Jonnalagadda affirmed that Cloudflare wants to block the unethical indexing through unauthorised means, especially by violating robots.txt protocols and Web Application Firewall (WAF) rules, which protect web applications by filtering and monitoring HTTP (Hypertext Transfer Protocol) traffic.

Should the open web doctrine apply to AI agents?

The definition of open web has two sides: The technical aspect of it talks about open-source code and open standards. Similarly, the democratic aspect of it talks about free expression and digital inclusion. “But there’s a single underlying principle connecting all these ideas: An open web is a web by and for all its users, not select gatekeepers or governments,” says Mark Surman, Executive Director of the Mozilla Foundation.

Citing the open web doctrine, Perplexity brings in the argument of freedom to access the information on the internet.

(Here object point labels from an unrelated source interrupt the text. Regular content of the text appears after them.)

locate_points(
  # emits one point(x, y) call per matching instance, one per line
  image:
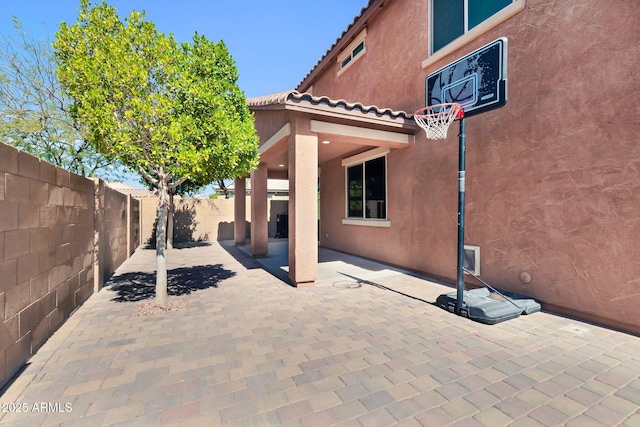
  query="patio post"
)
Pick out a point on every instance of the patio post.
point(240, 211)
point(259, 220)
point(303, 205)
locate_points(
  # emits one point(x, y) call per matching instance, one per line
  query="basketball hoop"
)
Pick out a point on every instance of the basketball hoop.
point(435, 119)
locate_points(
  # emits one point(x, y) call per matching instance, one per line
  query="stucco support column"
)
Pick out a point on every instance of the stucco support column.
point(240, 211)
point(259, 220)
point(303, 206)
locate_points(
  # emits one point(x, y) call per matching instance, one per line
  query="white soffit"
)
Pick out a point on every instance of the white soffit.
point(283, 132)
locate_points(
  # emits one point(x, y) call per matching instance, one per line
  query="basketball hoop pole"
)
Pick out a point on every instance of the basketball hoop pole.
point(461, 192)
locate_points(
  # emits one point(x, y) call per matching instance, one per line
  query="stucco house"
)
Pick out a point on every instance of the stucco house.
point(553, 177)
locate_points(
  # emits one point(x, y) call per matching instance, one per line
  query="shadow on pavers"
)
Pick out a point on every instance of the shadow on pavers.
point(139, 286)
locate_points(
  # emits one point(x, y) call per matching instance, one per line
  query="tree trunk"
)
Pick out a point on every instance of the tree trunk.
point(171, 216)
point(161, 233)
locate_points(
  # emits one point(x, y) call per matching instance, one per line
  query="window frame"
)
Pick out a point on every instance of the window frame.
point(348, 52)
point(362, 159)
point(515, 7)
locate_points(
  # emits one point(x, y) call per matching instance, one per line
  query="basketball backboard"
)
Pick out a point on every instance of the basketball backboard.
point(478, 81)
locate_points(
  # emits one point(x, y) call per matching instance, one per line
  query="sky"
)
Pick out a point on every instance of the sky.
point(274, 43)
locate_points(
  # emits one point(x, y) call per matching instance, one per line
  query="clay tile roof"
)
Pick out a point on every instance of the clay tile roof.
point(293, 97)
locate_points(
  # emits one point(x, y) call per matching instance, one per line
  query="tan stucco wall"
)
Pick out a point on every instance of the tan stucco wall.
point(553, 182)
point(204, 220)
point(51, 221)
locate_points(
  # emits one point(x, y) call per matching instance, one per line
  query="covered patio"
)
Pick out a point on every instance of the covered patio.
point(298, 133)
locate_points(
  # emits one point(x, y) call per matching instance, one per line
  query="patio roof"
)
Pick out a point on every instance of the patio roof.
point(344, 128)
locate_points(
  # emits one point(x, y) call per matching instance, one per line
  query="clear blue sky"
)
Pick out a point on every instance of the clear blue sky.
point(274, 43)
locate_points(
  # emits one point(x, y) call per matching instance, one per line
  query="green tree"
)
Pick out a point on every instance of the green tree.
point(165, 109)
point(34, 113)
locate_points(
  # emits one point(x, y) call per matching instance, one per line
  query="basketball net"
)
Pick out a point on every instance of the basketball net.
point(436, 119)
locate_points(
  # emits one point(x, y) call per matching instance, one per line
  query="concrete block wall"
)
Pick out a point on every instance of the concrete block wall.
point(47, 258)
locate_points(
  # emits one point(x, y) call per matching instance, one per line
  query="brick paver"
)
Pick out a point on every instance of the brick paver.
point(251, 350)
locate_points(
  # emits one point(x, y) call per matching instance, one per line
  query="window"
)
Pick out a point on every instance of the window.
point(353, 51)
point(451, 19)
point(367, 189)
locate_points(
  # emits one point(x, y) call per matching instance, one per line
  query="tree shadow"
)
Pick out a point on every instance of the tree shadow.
point(139, 286)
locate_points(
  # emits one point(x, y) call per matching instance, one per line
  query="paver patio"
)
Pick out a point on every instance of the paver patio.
point(251, 350)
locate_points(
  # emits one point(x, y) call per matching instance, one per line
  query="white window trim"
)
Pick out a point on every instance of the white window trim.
point(361, 159)
point(367, 155)
point(348, 51)
point(477, 31)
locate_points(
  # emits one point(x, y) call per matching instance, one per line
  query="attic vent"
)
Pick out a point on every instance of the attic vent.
point(352, 52)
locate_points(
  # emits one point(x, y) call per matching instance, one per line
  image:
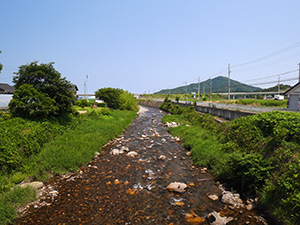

For example, it says that if an AI assistant is blocked, then its users might lose access to valuable information. “This undermines user choice and threatens the open web’s accessibility for innovative services competing with established giants,” Perplexity argues.

The argument that AI agents are also part of the open web raises serious questions, such as:

  • Should the user-driven and AI-powered bots and crawlers used by AI companies to scrape or index the content on the internet be treated as the extended tools of the real humans? And, not as traditional bots?
  • If we exclude AI agents from traditional bot frameworks, don’t the AI companies have an undue advantage of accessing (and, probably indexing?) literally every website and its content that is publicly accessible on the internet?
  • And, what happens when both PerplexityBot and Perplexity-User interact on Perplexity to generate answers and perform tasks, regardless of whether they are operating within the agentic framework? In this context, who is taking the undue advantage, and who faces the exploitation?